Avec cet apport, le spécialiste de l’installation de centrales photovoltaïques va pouvoir financer son développement en France et à l’international .
   

Les observateurs attentifs du monde rural auront certainement vu fleurir dans nos contrées de vastes hangars recouverts de panneaux photovoltaïques. La plupart de ces réalisations sont signées par le Groupe Cap Sud, implanté à Vaulx-Milieu. Créée de toutes pièces par Stéphane Gilli il y a 10 ans, cette entreprise est spécialisée dans l’installation de centrales photovoltaïques sur les bâtiments agricoles. « Nous finançons la construction de hangars pour le compte des agriculteurs, qui en échange nous laissent la jouissance des toitures sur lesquelles nous installons nos centrales, dont nous assurons la maintenance et le raccordement au réseau », explique Stéphane Gilli, dont le cœur de cible est celui des centrales d’environ 700 m² d’une puissance de 100 kWc. Pour financer sont développement, Cap Sud vient d’obtenir un prêt de 15.2 millions d’euros, auprès du Crédit Agricole Sud Rhône Alpes qui participe à hauteur de 51% de la dette à long terme, et de Bpifrance à hauteur de 49%. « Nous allons ainsi pouvoir financer l’installation d’une centaine de centrales » précise le PDG de Cap Sud.
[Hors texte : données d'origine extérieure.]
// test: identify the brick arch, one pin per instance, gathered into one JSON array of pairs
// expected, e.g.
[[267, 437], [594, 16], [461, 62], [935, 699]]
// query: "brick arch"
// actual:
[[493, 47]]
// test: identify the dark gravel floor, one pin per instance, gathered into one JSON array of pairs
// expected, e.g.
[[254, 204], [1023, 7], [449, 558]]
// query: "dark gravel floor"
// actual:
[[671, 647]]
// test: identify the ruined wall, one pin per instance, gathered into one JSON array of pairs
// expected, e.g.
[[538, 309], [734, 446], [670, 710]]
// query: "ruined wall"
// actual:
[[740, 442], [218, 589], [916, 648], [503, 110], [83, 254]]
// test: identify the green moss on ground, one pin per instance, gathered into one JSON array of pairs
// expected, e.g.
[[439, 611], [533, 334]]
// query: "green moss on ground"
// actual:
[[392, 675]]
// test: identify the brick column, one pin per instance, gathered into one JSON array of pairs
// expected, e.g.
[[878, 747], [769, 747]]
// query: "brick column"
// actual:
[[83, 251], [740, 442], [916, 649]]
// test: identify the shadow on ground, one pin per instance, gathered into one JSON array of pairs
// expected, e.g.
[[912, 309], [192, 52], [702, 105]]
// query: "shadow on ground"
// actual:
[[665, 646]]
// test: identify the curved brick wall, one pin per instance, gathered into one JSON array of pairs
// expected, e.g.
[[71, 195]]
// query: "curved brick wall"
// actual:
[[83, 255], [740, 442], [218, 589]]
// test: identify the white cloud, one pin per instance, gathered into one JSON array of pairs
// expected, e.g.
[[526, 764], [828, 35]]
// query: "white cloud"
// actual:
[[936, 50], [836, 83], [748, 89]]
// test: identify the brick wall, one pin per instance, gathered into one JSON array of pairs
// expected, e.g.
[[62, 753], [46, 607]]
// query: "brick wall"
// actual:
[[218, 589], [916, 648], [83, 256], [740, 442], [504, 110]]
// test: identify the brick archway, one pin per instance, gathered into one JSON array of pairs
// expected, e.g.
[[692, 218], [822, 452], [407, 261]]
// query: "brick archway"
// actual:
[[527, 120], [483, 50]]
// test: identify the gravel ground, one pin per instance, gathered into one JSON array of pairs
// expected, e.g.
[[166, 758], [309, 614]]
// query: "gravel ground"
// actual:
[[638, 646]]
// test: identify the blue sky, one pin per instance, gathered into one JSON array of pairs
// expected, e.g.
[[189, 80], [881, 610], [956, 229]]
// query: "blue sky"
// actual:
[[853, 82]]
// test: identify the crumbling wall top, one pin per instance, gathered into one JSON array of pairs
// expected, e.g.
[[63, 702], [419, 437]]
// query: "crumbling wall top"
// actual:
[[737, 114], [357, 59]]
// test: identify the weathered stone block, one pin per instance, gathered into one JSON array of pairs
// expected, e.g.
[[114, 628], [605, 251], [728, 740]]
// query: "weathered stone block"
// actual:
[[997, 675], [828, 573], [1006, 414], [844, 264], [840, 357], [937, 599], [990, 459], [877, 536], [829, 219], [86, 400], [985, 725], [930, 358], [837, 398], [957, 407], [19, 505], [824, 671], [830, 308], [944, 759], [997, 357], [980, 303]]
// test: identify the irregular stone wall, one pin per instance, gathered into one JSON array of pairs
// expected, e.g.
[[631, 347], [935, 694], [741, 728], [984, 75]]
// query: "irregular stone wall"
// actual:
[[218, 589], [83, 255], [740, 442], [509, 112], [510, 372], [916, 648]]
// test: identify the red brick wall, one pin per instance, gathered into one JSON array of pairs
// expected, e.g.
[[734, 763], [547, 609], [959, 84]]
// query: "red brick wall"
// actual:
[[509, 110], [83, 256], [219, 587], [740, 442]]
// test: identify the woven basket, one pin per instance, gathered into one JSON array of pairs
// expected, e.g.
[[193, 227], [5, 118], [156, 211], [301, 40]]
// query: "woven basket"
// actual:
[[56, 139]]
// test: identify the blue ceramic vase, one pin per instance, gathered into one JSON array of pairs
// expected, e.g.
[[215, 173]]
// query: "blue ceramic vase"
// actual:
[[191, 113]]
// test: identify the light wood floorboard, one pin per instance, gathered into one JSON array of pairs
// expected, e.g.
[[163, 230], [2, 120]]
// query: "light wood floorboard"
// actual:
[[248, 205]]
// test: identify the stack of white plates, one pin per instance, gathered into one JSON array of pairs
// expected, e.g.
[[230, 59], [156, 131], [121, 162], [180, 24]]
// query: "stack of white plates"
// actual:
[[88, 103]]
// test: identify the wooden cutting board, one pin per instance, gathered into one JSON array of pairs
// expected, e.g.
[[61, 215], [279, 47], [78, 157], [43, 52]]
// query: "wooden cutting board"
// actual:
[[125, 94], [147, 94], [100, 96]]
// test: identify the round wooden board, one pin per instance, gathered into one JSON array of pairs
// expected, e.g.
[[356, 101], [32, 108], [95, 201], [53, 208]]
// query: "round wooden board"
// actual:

Une progression de 40% de l’activité d’ici fin décembre

La majorité sera installé en France, au sud d’une ligne entre Bordeaux et Lyon permettant de bénéficier d’un ensoleillement maximal pour rentabiliser les investissements. « Nous arrivons aussi à voir de bons résultats jusqu’au sud de Paris » » tempère toutefois Stéphane Gilli.
En parallèle, Cap Sud poursuit son développement à l’international, au Brésil, à Madagascar et aux Etats-Unis. Hors de France, le modèle économique est différent puisqu’il s’agit d’installer des centrales en autoconsommation, autrement dit, de recouvrir des bâtiments d’habitation ou industriels de panneaux photovoltaïques produisant l’énergie nécessaire à la vie et/ou l’activité des occupants de ces bâtiments. « Nous développons également cette solution en France, mais le marché est moins mature qu’à l’étranger », observe Stéphane Gilli. En France comme hors de nos frontières, le carnet de commandes est d’ores et déjà bien rempli jusqu’à la fin de l’année et Cap Sud prévoit une progression de 40% de son activité d’ici fin décembre.  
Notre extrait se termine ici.